Artikel 10. Vergoeding van de commissie

[Regeling vervallen per 31-12-2016]

De voorzitter en de andere leden van de commissie ontvangen een vaste vergoeding per jaar. De toepasselijke salarisschaal voor de voorzitter en de andere leden is schaal 18 van bijlage B van het Bezoldigingsbesluit Burgerlijke Rijksambtenaren 1984. Voor de jaren 2009 en 2016 is de arbeidsduurfactor voor de voorzitter en de andere leden 4/36 (respectievelijk 3/36) naar rato van de zittingsperiode in die jaren. Voor de jaren 2010 en 2015 is de arbeidsduurfactor voor de voorzitter en de andere leden 3/36 (respectievelijk 2/36). Voor de jaren 2011, 2012, 2013 en 2014 is de arbeidsduurfactor voor de voorzitter en de andere leden 1,5/36 (respectievelijk 1/36).

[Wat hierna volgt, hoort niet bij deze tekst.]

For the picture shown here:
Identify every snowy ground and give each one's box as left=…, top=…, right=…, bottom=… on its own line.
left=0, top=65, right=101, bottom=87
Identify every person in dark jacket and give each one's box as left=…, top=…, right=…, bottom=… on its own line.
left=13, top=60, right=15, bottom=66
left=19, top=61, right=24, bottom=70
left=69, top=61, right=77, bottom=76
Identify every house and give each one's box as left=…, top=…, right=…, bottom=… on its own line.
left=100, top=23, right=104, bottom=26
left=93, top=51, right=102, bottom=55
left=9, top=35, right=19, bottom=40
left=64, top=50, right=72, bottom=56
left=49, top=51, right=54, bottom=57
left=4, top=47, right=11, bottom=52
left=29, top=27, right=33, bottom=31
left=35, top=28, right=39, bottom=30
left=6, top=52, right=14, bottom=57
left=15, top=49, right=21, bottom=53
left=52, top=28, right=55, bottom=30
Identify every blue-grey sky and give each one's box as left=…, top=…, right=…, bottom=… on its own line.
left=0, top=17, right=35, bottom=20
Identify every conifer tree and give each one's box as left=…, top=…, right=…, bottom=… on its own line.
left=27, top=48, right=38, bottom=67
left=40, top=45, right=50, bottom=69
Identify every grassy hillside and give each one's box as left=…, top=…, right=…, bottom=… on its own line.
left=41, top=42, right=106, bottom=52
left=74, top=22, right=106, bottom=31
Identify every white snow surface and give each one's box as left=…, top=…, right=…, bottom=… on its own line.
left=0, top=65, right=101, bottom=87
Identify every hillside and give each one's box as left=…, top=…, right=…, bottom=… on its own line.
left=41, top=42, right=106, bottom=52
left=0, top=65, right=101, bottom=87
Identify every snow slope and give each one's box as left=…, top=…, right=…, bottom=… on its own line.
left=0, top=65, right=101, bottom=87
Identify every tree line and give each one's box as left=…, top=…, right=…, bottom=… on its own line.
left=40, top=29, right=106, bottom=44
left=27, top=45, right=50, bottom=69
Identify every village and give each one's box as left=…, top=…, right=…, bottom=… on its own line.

Artikel 11. Verantwoording

[Regeling vervallen per 31-12-2016]

  • 1 De Commissie legt jaarlijks vóór 1 juli rekening en verantwoording af over de gemaakte kosten in het voorafgaande jaar. Vanaf 2011 kan dit indien gewenst tegelijk met de tussenrapportage bedoeld in artikel 8, tweede lid.

  • 2 De commissie biedt de minister vóór 1 april 2016, eventueel tegelijk met het eindrapport bedoeld in artikel 8, derde lid, een eindverslag aan waarin verslag wordt gedaan over de activiteiten gedurende de periode dat de commissie werkzaam is geweest. Dit eindverslag kan deel uitmaken van het eindrapport. Bij het eindverslag legt de commissie rekening en verantwoording af over de gemaakte kosten in 2015 en 2016.

Artikel 12. Openbaarmaking

[Regeling vervallen per 31-12-2016]

  • 1 Rapporten, notities, verslagen en andere producten, waaronder de eindevaluatie, welke door of namens de commissie worden vervaardigd, worden niet door de commissie openbaar gemaakt, maar uitsluitend aan de minister uitgebracht, met uitzondering van de correspondentie ter verkrijging van de voorstellen als bedoeld in artikel 2, derde lid.

  • 2 Na verlening van de subsidies heeft de commissie toestemming met de betrokken instellingen te communiceren ten behoeve van de uitvoering, monitoring en auditing van de projecten.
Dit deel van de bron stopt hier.